First, I want to make sure I determine what I’m looking for. What makes a sports image iconic? What separates it from the millions of other images taken over the years on the internet, newspapers or sports magazines?
There are sports images which are clearly action shots captured in a game or match, and there there are sports moments, where it’s not necessarily during a game, but perhaps before or after, or maybe even the aftermath of an event.
Another thing is that it has to tell a story. No one wants to just see a person standing there at the foul line in a basketball game, a golfer just standing as still as a statue before taking a birdie – that’s just plain boring. There needs to be a story behind it, in a big moment in time, perhaps some tension, drama, emotions, success, failure or even some sense of anonymity, where we don’t know the exact outcome.
Here are some of my favorites below:
Mickey Mantle tossing his helmet
This image was taken in 1965 when baseball legend Mickey Mantle was past his prime, dealing with injuries on the field and alcoholism off the field. John Dominic was the photographer of this powerful image that captures a great player in his tragic decline, while still holding onto his career and personal pride.
The above image is an in-game shot of Los Angeles Lakers legend Jerry West dribbling towards the basket.

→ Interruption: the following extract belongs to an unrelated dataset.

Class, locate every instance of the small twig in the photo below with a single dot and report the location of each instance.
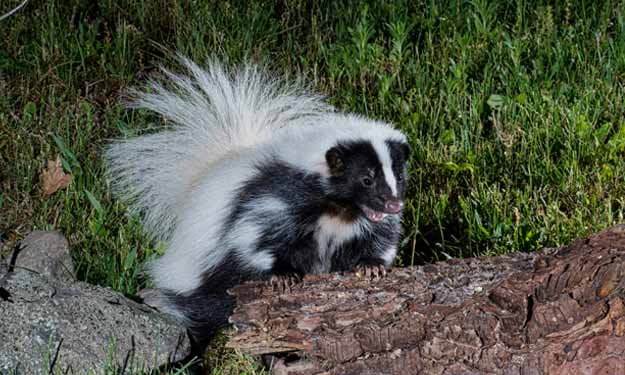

It may seem like just another average action shot of an athlete in motion, but this image is actually the silhouette that is currently used for the NBA’s (National Basketball Association) logo. Similarly, Major League Baseball would take a similar approach when redesigning their logo in 1969, hiring Alan Siegel for the design process using a silhouette the previous year.
This image, simple known as “The Catch” was the game winning touchdown reception in the 1981 NFC Championship game between the Dallas Cowboys and the San Francisco 49ers. Though it appears that quarterback Joe Montana was throwing the ball away, receiver Dwight Clark leaped as high as he could only to get his fingertips on the ball for one of the most memorable plays in NFL history.
Ali knocks out Liston
Photographer Neil Leider captured his shot in May 25, 1965 between boxing heavyweights Muhammad Ali and Sonny Liston. It was a rematch of a an earlier fight between the two boxers with Ali had won, except this time around, he scores an early first round knockout over Liston in dramatic fashion, with Ali standing over Liston and yelling at him to get back up.
Brandi Chastain’s Goal
On July 10, 1999 American soccer player Brandi Chastain scored the fifth kick in the penalty shootout to give the United States the win over China in the FIFA Women’s World Cup Final. Chastain spontaneously ripped off her jersey and fell to her knees and it has been considered one of the most iconic photographs of a female athlete celebrating a victory.
These are my first few images that have caught my attention in this category, for various reasons. Like I mentioned earlier, each one is telling a unique story in some way with some dramatic impact. It’s not always about the composition, or framing any other technical details in photography.
I’ll be returning with a second blog, or a part two, in this category with more sports images that I consider to be iconic.